There are more differences between an IBM and a Tandy keyboard as well.  However, the differences do not always make a difference to programs.  There are two general methods with PCs to determine which key was pressed.  The first was to call Int 16h.  The result would give you a translated scan code and an ASCII character.  The second was to read the raw scancode directly from the hardware.  Some programmers used the second method with their own keyboard interrupt handlers.  This tends to be the cause of keyboard incompatibilities.

Because some keys, like the numberpad keys, can give results identical to other keys on the keyboard, even the BIOS allows you to distinguish between the 1 key on the number row and the 1 key on the number paid.  You can tell the difference between the Left and Right Shift keys, even though their function is totally identical.

A Tandy has a Num Lock key and even a status LED, but when the Tandy boots up, the Num Lock defaults to off, just like the PCjr.  An IBM PC defaults the Num Lock function to on.  Many games require you to turn the Num Lock on when running on a Tandy 1000.  This is because the characters given by the Tandy keyboard are often not the same as on an IBM PC keyboard.  However, for numbers they will always be the same.  

The Tandy inverted T cursor keys are another issue.  A well-behaved program doesn't care which key is pressed so long as it reads the scancode it expects.  However, not every DOS game is well-behaved.  In DOS, the separate cursor keys function as they would on an IBM Model M keyboard.  However, some games rely on the numeric keypad to give eight movement directions.  Tandy's inverted-T cursor keys give different raw scancodes and may not always be recognized.  

Later Keyboards :

The 83-key keyboard layout was followed for the PC AT keyboard with a few differences to key placement and size.  IBM included status LEDs and an 84th key for Sys Req.  The raw scancodes are completely different from an 83-key keyboard, only the BIOS allows for compatibility with PC and XT software.  However, despite the fewer number of keys compared to more modern keyboards, it is still usable in any system with a PS/2 port.  

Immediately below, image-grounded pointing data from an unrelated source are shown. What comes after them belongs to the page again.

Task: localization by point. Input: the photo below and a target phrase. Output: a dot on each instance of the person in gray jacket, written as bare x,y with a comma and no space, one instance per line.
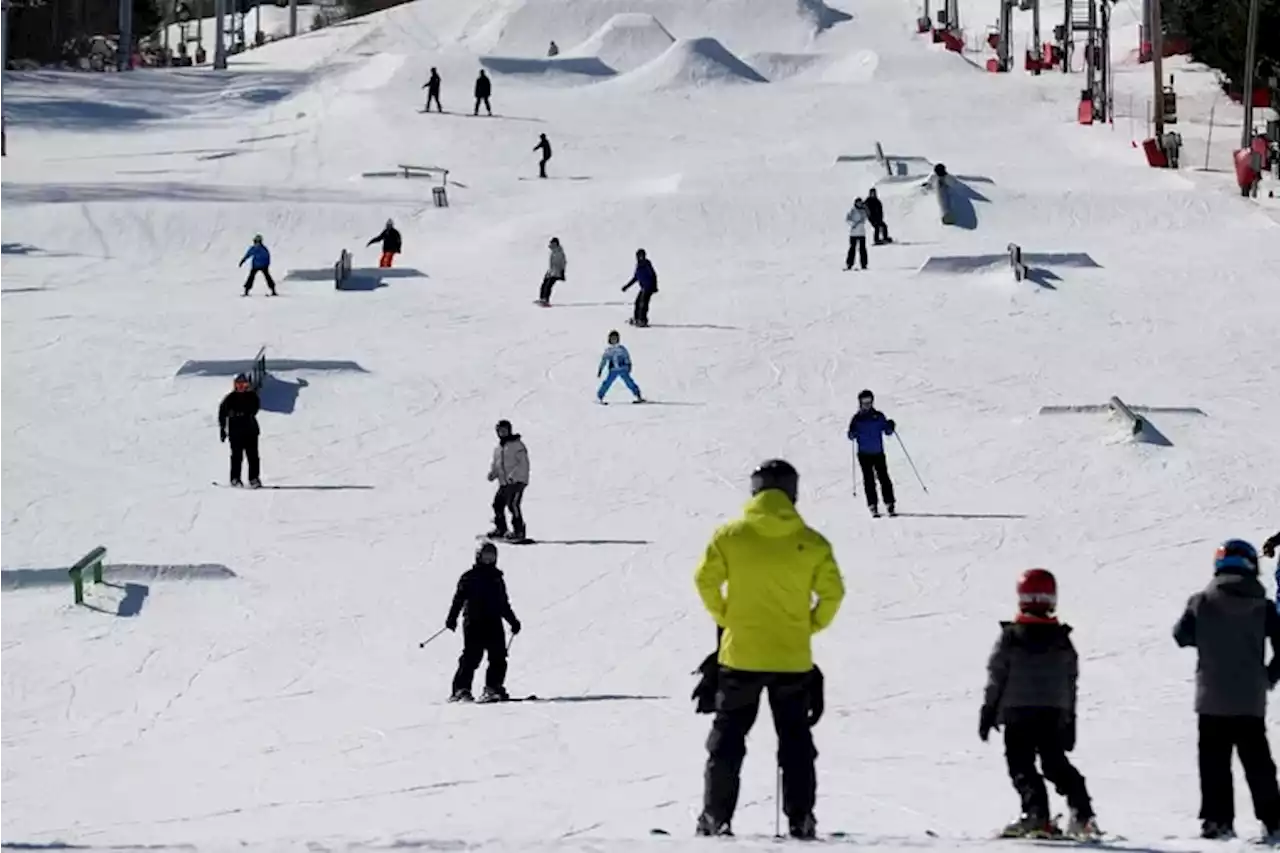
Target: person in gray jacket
1229,625
1031,692
510,468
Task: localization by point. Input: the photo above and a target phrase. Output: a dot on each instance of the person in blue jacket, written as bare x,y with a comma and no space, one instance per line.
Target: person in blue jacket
618,361
648,281
868,429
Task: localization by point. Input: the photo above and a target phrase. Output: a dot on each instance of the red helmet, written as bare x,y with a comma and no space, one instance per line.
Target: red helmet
1037,592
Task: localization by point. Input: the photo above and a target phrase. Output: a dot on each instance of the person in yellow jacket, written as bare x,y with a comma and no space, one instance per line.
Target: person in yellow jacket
771,583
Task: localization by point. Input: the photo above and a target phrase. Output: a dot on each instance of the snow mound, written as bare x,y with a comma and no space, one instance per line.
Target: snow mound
626,41
691,63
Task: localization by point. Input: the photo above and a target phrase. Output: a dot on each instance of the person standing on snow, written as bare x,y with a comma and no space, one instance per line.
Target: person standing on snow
545,147
483,90
772,583
510,468
647,278
868,429
1031,690
554,272
237,420
391,241
618,361
433,91
856,222
260,258
1229,624
483,602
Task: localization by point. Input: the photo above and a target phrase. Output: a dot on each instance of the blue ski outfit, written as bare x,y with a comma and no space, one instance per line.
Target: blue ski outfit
618,361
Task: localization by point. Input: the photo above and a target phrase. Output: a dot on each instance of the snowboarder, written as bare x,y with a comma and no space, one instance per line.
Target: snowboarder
618,361
856,220
484,87
868,429
1229,625
260,261
237,420
433,91
554,272
647,278
1031,690
876,217
771,582
545,147
481,598
391,241
510,468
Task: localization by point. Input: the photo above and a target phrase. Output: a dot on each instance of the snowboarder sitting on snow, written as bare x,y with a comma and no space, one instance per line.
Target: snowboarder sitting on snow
554,272
1229,625
618,361
237,420
391,241
261,263
510,468
868,429
647,278
483,602
1031,692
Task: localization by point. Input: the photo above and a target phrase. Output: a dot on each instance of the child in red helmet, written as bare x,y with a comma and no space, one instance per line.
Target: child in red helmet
1031,692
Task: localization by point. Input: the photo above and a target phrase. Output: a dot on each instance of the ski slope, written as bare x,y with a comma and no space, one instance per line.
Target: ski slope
289,707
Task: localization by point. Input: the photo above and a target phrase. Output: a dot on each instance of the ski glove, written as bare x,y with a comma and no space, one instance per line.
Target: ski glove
986,723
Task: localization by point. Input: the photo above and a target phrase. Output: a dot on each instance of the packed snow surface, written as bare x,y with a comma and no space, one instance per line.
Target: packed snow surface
252,676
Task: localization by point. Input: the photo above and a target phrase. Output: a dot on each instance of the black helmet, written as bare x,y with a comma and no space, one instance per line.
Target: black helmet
776,474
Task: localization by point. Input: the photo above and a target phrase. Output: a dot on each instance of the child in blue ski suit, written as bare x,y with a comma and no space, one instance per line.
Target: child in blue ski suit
618,361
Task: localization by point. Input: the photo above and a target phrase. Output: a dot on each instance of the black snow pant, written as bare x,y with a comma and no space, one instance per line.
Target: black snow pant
252,276
1031,733
856,250
1248,737
876,466
510,497
243,446
737,701
479,641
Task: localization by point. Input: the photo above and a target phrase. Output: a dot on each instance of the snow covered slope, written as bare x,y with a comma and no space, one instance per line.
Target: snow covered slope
254,679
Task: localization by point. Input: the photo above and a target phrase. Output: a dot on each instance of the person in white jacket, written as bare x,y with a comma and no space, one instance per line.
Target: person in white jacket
510,468
554,272
856,220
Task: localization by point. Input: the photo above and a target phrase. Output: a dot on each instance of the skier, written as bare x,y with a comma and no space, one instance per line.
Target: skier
260,258
876,217
1031,692
856,220
481,598
868,429
237,420
483,89
647,278
1229,625
771,582
554,272
510,468
433,91
391,241
545,147
618,361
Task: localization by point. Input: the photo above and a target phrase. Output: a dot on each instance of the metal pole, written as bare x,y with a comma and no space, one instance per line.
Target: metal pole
1251,60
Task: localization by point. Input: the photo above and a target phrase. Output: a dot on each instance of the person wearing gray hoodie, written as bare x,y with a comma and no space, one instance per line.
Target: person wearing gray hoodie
1229,624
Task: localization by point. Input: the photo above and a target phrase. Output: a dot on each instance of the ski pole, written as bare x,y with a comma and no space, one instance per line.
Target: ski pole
910,463
423,644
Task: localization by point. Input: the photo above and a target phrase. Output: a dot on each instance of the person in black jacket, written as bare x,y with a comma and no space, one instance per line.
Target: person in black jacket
391,241
483,90
237,419
481,598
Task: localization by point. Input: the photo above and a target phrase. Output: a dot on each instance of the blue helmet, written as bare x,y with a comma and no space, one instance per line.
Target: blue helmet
1237,557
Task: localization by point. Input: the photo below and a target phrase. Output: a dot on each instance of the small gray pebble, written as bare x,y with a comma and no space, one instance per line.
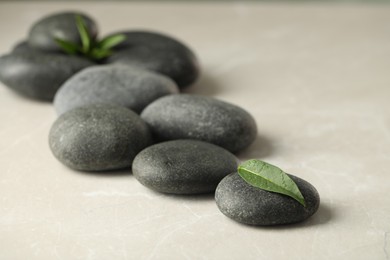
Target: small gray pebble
38,75
113,84
98,137
60,25
202,118
183,166
247,204
160,53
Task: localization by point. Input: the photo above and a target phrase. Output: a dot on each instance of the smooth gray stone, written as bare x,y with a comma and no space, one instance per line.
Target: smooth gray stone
98,137
60,25
247,204
23,46
38,75
183,166
202,118
160,53
113,84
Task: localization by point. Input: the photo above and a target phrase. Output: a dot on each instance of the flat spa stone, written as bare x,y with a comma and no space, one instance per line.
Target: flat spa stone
201,118
60,25
113,84
157,52
98,137
247,204
183,166
38,75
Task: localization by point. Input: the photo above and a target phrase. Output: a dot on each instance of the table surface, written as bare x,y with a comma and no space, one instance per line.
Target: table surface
315,77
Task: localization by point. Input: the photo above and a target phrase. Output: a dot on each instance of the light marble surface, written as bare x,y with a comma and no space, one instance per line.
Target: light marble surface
315,76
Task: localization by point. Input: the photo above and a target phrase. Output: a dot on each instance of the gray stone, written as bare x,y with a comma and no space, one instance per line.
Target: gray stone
23,46
113,84
247,204
60,25
202,118
183,166
38,75
98,137
160,53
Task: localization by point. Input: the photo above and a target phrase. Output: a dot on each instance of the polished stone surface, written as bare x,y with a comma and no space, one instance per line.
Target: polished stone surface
314,76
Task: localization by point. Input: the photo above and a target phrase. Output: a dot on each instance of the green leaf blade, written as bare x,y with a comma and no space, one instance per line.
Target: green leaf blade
111,41
84,34
269,177
67,47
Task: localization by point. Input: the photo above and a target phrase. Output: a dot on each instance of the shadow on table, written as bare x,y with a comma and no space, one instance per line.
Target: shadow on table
260,148
321,217
108,174
206,85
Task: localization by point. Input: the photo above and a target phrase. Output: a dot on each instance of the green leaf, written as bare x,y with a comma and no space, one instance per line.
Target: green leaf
84,34
111,41
98,54
68,47
269,177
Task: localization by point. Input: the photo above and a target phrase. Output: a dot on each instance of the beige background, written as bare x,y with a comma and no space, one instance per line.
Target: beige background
316,78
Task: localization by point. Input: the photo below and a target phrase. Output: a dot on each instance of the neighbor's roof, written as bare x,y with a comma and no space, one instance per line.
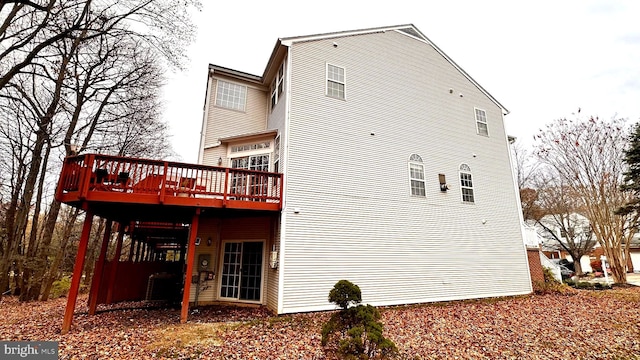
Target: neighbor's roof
279,51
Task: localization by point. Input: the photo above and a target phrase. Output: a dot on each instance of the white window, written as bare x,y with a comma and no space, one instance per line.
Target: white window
466,184
481,122
277,86
416,175
253,162
231,96
335,81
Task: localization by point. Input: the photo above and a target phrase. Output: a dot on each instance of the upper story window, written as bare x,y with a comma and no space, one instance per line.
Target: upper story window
231,96
416,175
249,147
481,122
335,81
277,87
466,184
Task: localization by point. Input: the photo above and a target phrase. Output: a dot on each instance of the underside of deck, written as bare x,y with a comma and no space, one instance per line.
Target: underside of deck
159,204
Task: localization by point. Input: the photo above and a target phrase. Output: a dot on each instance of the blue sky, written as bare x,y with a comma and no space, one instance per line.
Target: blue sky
542,60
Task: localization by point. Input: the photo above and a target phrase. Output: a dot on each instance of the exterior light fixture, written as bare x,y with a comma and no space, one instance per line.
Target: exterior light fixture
443,182
74,149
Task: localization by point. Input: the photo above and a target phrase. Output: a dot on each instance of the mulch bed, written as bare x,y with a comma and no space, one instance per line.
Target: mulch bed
580,324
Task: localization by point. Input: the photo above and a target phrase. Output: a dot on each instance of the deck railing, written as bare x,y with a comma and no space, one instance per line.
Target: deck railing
123,178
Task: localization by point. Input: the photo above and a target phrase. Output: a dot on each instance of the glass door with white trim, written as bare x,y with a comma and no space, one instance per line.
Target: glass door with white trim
241,275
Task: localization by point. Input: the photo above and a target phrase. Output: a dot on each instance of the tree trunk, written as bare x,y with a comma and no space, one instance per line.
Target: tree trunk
45,249
91,253
52,273
32,263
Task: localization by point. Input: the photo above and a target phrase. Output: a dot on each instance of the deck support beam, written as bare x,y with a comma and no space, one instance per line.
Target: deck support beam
77,272
191,251
97,271
114,266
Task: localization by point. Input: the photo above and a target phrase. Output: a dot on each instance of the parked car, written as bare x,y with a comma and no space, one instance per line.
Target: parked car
564,262
565,272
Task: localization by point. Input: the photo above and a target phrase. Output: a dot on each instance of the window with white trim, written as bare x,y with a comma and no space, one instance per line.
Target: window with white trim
277,87
335,81
466,184
231,96
481,122
416,175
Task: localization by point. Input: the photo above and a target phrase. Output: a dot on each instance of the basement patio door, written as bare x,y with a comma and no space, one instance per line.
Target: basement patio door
241,275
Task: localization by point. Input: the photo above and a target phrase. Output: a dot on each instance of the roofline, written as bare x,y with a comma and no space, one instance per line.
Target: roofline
286,42
235,74
464,73
290,40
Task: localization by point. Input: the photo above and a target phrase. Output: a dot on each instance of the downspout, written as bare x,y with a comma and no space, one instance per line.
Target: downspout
205,117
284,161
519,205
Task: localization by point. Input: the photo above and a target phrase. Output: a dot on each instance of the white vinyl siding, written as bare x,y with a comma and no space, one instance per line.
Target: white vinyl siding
354,219
222,123
481,122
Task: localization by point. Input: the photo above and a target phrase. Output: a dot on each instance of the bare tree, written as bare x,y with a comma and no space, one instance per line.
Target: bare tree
563,226
587,156
68,64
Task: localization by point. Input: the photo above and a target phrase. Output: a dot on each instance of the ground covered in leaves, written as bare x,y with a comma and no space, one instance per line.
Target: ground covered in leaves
578,325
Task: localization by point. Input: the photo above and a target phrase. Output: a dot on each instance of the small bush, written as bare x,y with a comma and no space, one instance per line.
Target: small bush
584,285
355,332
345,293
549,277
60,288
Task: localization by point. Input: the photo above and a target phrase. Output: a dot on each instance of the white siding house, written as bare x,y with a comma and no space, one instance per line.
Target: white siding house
396,168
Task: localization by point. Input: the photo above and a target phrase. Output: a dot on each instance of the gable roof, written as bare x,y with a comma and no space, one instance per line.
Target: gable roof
280,50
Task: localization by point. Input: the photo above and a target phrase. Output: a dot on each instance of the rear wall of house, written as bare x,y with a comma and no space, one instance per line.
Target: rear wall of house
348,180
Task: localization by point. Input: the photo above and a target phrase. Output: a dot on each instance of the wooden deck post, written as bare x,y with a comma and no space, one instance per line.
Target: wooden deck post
191,251
97,271
114,266
77,272
132,249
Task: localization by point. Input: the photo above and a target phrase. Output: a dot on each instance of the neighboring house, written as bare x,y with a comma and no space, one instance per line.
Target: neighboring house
579,236
395,174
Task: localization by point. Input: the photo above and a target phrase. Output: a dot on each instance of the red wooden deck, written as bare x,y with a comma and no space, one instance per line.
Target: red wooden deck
104,179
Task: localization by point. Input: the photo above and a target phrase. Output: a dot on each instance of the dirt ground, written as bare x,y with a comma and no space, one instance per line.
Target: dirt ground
583,324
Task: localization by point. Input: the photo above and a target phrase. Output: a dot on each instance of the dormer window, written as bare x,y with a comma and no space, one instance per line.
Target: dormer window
231,96
481,122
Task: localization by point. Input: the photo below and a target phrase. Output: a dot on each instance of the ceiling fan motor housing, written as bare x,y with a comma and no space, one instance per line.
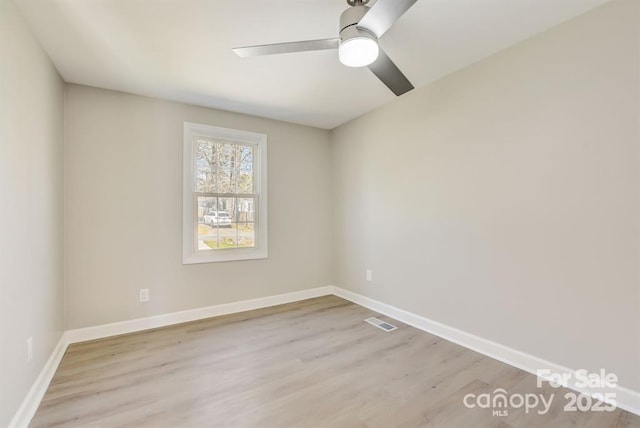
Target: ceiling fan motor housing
348,24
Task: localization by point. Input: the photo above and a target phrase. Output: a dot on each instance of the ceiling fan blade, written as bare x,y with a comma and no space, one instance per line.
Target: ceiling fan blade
383,14
390,74
290,47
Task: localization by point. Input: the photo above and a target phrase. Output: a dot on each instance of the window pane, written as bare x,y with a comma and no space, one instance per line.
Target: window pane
227,209
246,235
206,205
226,155
226,181
245,210
245,182
245,158
205,165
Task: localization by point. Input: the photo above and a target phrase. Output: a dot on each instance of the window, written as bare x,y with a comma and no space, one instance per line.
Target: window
225,198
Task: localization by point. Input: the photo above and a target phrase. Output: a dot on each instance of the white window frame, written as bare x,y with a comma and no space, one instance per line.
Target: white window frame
190,252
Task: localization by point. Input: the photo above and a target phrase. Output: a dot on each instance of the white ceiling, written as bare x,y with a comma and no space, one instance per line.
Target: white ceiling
181,49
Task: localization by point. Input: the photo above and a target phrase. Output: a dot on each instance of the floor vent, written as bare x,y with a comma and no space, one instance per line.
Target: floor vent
381,324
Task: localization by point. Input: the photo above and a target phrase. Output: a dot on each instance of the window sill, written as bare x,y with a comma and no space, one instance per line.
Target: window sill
226,255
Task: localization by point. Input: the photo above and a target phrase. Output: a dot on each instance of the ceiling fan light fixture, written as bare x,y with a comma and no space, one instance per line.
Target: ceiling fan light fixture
358,51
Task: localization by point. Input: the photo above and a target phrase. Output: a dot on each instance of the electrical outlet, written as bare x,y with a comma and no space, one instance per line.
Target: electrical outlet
29,349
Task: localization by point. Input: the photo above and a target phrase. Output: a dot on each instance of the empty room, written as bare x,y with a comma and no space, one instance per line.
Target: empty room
320,213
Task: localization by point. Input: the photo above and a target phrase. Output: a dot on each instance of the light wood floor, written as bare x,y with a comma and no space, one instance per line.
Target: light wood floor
314,363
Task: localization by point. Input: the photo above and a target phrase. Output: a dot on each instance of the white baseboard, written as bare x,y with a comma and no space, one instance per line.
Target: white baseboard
626,399
31,402
139,324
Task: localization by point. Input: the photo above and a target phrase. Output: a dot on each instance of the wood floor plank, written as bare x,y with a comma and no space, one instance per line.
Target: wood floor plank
314,363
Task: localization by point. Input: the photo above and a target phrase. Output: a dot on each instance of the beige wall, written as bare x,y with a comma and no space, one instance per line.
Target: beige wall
503,200
31,207
123,210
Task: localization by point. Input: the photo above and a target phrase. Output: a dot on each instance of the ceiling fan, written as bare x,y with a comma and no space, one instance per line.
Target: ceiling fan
360,28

Finally, IBM released the Model M 101-key keyboard which essentially defined the minimum number of keys and the basic layout that we use today.  Its provided fully separate cursor keys in addition to the numeric keypad.  Most of the time, the cursor keys can be used as directionals, but because they have different raw scancodes than the numeric keypad cursor keys, some games will not recognize them.  The Model M supports three sets of raw scancodes, Set 1 is the PC/XT scancodes and it sends those scancodes when it is plugged into a PC or XT or Tandy 1000 TL/SL/RL or the 8086 based IBM PS/2s (but compatibility with anything other than the PC/XT's 2nd or 3rd BIOS is dicey).  Set 2 is when it is plugged into an IBM PC AT, PC/XT Model 286 and just about every other computer, including modern machines. Set 3 was intended as the native PS/2 scancode set and is similar to Set 2 but was rarely used.